Coronavirus outbreaks triggers call for more protections for meat plant workers
A series of coronavirus outbreaks in meat packing plants have lead workers and lawmakers to call for improved working conditions.
Last week, Smithfield Foods, the world’s largest pork producer, shut down a pork processing plant in South Dakota that accounts for up to 5 percent of production after more than 500 of its workers were infected and one died from COVID-19.
Tysons Food, Cargill and JBS, have also been forced to close plants after workers were infected. Tysons Foods on Monday partially reopened a plant it closed down after two employees died of COVID-19 and 148 others tested positive for the virus.
A U.S. Department of Agriculture (USDA) spokesperson told The Hill that 137 food inspectors at the department have tested positive for the virus. Federal inspectors were directed to find or make their own masks and face coverings on April 9.
Rep. Jim Costa (D-Calif.), a member of the House Agriculture Committee, called the directive by the USDA “troubling” in a letter sent Friday to USDA Secretary Sonny Perdue.
“Shortages of personal protective equipment (PPE) are well known and given the Vice President’s April 16th public pledge to ensure every frontline food worker has a mask, I hope this directive is no longer needed,” Costa wrote.
In a letter to Vice President Pence, the United Food and Commercial Workers (UFCW) International Union told the administration to “prioritize the safety and protection of all grocery workers and workers in meatpacking and food processing plants.”
The UFCW told the administration to deploy PPE to meat packing plants and mandate social distancing at their workplaces.

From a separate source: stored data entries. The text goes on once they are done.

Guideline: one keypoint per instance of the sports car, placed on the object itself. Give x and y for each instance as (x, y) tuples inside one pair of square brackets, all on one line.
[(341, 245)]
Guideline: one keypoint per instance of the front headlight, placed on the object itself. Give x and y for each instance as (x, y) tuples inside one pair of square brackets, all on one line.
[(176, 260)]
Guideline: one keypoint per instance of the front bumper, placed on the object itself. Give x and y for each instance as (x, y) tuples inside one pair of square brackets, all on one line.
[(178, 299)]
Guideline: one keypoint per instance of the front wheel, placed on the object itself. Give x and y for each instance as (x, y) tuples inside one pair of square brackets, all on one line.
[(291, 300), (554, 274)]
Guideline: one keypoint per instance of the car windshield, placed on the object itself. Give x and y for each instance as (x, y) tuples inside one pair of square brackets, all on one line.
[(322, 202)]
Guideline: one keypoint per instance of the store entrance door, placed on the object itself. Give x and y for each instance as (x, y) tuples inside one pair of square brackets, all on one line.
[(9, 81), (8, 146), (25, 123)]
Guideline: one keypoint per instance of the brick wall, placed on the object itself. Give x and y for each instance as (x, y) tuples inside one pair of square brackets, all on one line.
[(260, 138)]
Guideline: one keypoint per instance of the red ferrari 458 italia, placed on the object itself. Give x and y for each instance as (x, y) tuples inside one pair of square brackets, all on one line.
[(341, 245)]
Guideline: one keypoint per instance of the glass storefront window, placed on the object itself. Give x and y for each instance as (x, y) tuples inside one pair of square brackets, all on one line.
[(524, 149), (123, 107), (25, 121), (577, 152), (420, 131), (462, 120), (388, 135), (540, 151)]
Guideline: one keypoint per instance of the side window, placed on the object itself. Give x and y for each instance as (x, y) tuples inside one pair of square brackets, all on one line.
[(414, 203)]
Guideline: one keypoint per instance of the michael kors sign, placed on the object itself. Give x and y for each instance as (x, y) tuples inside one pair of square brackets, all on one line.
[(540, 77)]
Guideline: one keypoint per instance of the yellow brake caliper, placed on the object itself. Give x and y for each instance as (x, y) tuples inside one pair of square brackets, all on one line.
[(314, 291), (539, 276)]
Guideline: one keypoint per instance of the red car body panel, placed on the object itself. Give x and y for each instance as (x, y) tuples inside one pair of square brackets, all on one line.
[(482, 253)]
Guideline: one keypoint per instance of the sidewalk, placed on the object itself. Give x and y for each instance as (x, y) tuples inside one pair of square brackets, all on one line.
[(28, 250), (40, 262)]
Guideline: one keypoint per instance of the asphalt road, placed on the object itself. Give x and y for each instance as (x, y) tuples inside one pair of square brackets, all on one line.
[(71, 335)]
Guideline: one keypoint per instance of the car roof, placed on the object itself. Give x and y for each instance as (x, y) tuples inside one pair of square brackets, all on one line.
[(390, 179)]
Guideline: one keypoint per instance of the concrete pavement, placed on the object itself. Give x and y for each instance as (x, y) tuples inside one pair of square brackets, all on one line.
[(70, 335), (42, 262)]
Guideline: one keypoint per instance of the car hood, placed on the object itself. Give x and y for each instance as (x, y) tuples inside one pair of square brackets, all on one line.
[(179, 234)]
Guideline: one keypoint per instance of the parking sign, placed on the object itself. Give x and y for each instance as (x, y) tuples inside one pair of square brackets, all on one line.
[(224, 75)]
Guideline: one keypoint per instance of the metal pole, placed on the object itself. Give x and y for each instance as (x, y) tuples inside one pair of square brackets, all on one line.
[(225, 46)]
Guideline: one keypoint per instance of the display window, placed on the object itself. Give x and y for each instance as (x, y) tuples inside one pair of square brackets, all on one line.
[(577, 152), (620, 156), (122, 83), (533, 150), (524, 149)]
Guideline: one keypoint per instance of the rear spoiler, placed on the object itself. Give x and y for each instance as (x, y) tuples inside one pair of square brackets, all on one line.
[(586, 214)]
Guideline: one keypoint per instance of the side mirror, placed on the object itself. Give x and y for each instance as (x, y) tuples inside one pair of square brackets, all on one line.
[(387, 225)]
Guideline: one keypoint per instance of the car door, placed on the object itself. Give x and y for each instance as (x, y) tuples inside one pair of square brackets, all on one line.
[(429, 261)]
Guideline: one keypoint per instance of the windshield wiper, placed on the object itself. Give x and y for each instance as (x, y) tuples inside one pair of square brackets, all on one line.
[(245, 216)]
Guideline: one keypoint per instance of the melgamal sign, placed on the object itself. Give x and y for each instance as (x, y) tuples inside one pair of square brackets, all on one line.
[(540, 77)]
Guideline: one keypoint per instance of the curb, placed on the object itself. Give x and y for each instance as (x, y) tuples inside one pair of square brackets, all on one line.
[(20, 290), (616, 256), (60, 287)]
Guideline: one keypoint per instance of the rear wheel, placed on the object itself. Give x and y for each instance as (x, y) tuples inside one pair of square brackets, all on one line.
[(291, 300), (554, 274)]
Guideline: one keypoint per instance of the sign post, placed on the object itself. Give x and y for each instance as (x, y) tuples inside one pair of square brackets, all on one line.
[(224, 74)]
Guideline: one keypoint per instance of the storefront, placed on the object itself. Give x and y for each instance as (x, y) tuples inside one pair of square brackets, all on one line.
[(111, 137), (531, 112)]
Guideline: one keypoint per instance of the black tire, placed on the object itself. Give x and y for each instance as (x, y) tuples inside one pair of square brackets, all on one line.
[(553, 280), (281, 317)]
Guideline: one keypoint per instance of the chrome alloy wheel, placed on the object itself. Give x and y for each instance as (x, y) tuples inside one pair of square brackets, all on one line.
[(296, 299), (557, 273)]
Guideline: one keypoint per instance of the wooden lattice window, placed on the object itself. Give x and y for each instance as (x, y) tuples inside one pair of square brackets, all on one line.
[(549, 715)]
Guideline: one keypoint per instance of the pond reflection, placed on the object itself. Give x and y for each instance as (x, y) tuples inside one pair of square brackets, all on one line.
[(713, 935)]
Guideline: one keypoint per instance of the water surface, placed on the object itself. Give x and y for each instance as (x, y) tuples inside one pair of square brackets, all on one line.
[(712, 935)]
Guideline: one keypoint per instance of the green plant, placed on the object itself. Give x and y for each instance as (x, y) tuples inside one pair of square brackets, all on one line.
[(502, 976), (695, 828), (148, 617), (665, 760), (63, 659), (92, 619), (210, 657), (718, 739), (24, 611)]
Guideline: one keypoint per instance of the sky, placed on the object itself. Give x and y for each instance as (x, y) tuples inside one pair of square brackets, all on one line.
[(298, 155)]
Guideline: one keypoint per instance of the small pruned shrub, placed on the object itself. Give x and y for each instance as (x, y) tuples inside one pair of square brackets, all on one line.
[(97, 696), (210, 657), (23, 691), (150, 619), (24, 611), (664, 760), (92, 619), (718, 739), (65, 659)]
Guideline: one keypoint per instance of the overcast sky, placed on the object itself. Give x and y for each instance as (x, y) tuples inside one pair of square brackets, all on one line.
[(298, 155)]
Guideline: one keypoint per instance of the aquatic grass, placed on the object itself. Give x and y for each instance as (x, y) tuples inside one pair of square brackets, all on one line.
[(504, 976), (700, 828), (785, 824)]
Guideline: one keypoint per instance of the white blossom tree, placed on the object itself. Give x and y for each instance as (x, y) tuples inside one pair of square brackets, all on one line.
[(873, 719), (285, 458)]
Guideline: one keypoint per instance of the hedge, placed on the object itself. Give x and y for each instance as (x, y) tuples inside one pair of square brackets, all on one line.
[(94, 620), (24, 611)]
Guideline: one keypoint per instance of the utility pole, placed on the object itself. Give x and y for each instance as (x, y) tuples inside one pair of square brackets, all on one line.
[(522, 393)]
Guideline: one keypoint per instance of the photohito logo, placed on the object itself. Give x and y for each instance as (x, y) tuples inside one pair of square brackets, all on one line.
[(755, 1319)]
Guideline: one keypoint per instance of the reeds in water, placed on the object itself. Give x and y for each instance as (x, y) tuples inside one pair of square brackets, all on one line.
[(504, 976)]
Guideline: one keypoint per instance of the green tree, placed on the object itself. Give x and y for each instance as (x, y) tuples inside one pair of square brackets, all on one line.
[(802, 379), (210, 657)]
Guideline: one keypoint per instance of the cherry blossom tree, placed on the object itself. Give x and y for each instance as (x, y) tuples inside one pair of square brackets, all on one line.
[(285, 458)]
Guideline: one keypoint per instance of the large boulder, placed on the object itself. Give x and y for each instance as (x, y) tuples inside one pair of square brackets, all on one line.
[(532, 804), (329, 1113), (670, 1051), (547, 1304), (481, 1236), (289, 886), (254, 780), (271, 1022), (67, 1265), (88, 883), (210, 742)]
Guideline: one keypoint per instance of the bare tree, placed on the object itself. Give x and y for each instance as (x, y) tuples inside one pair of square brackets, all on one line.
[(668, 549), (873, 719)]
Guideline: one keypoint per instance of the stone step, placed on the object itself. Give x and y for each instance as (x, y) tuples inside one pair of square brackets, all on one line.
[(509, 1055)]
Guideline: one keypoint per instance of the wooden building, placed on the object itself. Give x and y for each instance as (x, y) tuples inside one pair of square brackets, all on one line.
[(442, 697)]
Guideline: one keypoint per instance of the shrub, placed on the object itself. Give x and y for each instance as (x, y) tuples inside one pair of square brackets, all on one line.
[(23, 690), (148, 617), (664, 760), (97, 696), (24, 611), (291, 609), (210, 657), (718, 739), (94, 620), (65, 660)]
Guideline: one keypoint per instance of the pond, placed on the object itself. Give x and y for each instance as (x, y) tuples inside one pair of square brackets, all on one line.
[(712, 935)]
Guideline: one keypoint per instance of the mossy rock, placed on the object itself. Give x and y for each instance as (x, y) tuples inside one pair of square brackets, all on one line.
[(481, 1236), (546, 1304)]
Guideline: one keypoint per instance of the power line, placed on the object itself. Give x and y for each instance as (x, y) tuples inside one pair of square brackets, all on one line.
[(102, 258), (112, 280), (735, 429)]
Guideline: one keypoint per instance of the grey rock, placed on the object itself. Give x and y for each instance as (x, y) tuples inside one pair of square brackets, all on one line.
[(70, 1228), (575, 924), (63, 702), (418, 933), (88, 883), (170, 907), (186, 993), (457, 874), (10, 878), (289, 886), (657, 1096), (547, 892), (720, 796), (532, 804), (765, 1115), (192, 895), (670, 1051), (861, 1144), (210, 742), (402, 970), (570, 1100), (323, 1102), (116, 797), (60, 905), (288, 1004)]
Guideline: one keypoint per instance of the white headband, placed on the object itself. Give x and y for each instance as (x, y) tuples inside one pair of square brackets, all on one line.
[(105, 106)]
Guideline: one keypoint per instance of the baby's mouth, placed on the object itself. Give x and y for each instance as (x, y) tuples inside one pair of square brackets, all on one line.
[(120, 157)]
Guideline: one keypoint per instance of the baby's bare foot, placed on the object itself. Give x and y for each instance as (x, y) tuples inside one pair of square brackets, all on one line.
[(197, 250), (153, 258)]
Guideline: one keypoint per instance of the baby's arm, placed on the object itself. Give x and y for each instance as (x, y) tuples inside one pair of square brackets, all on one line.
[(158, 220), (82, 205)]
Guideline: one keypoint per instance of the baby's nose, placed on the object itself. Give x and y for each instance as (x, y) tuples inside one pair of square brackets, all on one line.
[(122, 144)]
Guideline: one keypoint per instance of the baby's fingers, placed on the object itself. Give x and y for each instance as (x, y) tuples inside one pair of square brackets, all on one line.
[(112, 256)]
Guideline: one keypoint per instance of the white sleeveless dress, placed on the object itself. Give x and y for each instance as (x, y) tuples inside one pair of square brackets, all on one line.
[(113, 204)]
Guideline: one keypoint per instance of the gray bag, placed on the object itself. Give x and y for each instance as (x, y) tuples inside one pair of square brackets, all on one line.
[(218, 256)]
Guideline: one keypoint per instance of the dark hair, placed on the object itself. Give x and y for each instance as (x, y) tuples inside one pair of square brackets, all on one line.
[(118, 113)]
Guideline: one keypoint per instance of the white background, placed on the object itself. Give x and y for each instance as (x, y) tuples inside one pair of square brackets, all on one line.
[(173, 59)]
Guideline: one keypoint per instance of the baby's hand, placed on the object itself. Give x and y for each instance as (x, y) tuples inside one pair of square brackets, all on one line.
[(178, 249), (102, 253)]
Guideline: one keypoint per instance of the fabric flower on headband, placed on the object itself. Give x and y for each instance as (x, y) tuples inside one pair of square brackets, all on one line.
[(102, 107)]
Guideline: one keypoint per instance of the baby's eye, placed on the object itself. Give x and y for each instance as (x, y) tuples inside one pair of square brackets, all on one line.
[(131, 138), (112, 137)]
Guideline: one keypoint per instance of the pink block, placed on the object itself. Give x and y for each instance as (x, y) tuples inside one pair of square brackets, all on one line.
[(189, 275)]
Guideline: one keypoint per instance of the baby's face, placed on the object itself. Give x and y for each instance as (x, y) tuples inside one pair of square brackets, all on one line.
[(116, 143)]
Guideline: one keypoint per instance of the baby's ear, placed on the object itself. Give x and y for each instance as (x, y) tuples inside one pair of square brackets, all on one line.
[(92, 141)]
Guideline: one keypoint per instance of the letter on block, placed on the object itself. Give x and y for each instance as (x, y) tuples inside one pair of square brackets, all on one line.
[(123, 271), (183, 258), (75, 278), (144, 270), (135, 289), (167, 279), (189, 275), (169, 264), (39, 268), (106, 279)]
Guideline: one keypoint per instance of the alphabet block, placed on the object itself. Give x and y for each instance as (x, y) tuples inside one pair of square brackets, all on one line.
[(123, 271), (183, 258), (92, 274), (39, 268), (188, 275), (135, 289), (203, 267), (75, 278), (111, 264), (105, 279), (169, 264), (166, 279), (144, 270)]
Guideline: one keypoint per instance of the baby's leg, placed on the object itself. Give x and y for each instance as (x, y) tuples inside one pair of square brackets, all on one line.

The union is also asking Pence to deem its workers eligible for prioritized testing.
“Given the contagious nature of this pandemic, and the significant number of workers in these contained meatpacking plants and processing facilities, the above-mentioned recommendations are among the critical steps that we believe must be adopted as soon as humanly possible,” the letter read.
According to UFCW, more than 6,500 workers have been diagnosed or exposed.
The union also requested a halt to line speed waivers, which it says further endangers employees working on slaughter lines. The USDA’s Food and Safety Inspection Service approved 11 regulatory waivers in the first two weeks of April for poultry plants to increase their maximum line speed.
The need for increased speed comes as the pandemic threatens to create a food shortage.
“The current emergency is more on the farm than in the grocery store,” Ben Lilliston, interim co-executive director at the Institute for Agriculture and Trade Policy, told The Hill.
Lilliston noted that most of the meat on the market right now was produced in March, and most meat producers, including the aforementioned companies that experienced closures, are international. He said if these processing plants are closed for an extended period of time and if other meat processing plants in Mexico, Canada and elsewhere also experience shutdowns, consumers could see changes on supermarket shelves.
“These highly-profitable global meat companies need to take a series of protective measures for their workers – that includes slowing down the lines to allow for more social distancing,” he said. “This will ultimately allow the plants to re-open and keep them open. In the longer-term we need to address the vulnerability of this very concentrated system with huge animal operations feeding into huge meat processing plants.”